Having had the luxury of spending a good chunk of January/February entirely wearing my Ovid Reworked – The Brixton Project Hat I’m very aware now that I’m back to the hat swapping routine. Some of that is very exciting – I am itching to get back to work on some of those stories that are floating around my head and commit them to the keys on my laptop. My head is buzzing with new plans, new opportunities which The Brixton Project has opened up for us. But some of the hats are, I know, hats I wouldn’t necessarily choose to wear if choice were an option. They’re hats I wear, to borrow a phrase from Avenue Q, “only for now”.

But I know if I were to go back to Writers School (if such a thing exists) I would tell anyone thinking of writing to get ready for the hats.


The Road Map

There was a moment, just a moment, yesterday when Charlie and I looked at each other with something approaching terror after four hours of a planning meeting. For that meeting has (albeit with some room for manoeuvre/ collapse/ either one of us getting distracted by pretty sparkly things) set the aims of Write By Numbers for the next 12 to 18 months. There’s a lot in there that’s fantastically exciting. And there’s also a lot that means (as we knew when we started upon this adventure) that leisure time is going to be at a premium in the Whitworth/ Furness households.

All of which meant that I had to have another coffee and Charlie had to curl up into the foetal position for a brief moment or two. Then we recovered our sanity (almost) and went on our ways (in my case to fly across South London in rush hour to rescue my locked-out flatmate; it’s a glamorous life).
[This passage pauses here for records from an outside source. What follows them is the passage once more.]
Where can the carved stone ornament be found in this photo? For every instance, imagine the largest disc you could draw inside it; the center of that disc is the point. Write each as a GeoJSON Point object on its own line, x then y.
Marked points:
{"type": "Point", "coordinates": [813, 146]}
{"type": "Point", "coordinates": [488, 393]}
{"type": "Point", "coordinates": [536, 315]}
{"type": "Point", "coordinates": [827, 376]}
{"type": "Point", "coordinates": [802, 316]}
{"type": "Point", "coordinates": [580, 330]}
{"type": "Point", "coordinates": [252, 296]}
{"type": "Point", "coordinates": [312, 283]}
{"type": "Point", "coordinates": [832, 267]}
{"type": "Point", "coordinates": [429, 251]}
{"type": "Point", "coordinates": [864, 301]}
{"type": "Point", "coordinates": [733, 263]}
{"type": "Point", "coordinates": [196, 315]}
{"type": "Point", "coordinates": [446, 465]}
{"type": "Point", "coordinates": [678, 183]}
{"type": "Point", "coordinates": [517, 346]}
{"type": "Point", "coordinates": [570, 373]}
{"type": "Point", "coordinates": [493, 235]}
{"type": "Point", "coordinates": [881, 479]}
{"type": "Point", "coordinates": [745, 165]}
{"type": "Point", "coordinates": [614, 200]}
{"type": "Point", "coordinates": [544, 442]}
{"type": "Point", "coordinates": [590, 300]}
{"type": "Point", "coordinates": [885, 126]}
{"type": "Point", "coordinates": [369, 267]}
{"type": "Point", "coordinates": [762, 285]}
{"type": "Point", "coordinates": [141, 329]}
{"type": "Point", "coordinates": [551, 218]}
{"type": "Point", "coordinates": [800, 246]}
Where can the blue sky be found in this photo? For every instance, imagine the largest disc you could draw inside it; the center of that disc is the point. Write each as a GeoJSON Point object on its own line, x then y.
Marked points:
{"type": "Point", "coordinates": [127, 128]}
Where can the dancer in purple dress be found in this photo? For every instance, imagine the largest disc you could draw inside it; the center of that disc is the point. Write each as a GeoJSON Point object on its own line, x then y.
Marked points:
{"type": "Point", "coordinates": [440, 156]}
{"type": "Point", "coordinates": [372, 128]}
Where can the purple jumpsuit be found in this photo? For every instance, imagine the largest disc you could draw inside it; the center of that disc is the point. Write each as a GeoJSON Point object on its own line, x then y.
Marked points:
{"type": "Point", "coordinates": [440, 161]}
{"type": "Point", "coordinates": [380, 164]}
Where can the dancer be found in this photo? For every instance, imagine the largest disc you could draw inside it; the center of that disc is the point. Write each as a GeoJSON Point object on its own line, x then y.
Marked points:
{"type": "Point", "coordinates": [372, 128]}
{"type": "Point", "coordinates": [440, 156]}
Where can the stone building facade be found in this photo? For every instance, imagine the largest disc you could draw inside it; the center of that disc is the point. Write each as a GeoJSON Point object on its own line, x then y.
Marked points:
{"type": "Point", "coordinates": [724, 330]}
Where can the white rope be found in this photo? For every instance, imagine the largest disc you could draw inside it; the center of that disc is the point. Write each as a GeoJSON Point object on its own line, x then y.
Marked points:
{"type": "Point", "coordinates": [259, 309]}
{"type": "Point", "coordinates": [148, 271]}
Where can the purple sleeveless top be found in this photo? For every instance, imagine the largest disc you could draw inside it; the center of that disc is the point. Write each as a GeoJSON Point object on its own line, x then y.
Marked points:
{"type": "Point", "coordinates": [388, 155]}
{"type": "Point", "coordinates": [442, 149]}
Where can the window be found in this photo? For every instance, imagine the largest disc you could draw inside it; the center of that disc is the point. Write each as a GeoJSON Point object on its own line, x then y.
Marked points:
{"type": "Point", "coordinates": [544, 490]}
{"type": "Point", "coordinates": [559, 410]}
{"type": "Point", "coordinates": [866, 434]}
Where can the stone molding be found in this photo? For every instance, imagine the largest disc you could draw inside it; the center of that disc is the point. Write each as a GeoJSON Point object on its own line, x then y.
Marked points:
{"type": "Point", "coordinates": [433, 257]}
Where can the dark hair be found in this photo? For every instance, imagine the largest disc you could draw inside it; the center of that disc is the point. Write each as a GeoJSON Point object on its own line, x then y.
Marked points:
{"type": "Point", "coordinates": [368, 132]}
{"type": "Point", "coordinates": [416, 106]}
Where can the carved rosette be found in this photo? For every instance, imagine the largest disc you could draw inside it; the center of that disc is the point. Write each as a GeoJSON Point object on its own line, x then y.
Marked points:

Whatever the next year brings (for this blog is to be the story of our company as much as it is about our ideas, and our rants and our quite puzzling obsessions) I’m booking a day in this time next year to see you all in a bar somewhere and raise my glass to crazy, fantastic, scary, liberating schemes.

And maybe, just maybe, making some art along the way…


In the beginning…

There was a blog and that blog belonged to Write By Numbers.

Write By Numbers is a new-writing theatre company based in South London and was started by myself, Corinne Furness, and Charlie Whitworth after we (like Blur) met whilst studying at Goldsmiths College. That is, I confess, probably the only way we’re like Blur. What can I say – you win some, you lose some.

This little blog of ours is the combination of far, far too many hours spent over the past six years either writing or reading blogs. So it seems entirely natural that Write By Numbers should have its own outpost on the interweb. In some ways this blog is a bit of an experiment. Basically, I read lots and lots of theatre blogs (I kind of have to, in another life I write a column about theatre blogs), both those by people reviewing or commenting and those by people who are making theatre. And I wanted to combine all of the things that I liked about those blogs, along with my own take on what I think is missing from UK theatre blogging.

So – Blogging By Numbers is not simply a marketing exercise disguised as a blog (I mention no names) but will tell the story of Write By Numbers. It’s about the things that inspire us, the opinions we want to share, the adventures we’re having. It’s about us engaging both with the people who see our work and those who may only ever know it via the internet. It’s about the theatre we’re making and the theatre we want to make.

I should probably also warn you that at some point it may be about David Tennant (my fault) or Arsenal (entirely Charlie’s) but we’ll let you know when that’s about to happen so you can go and put the kettle on while we get over it.

I’m looking forward to sharing this adventure with you.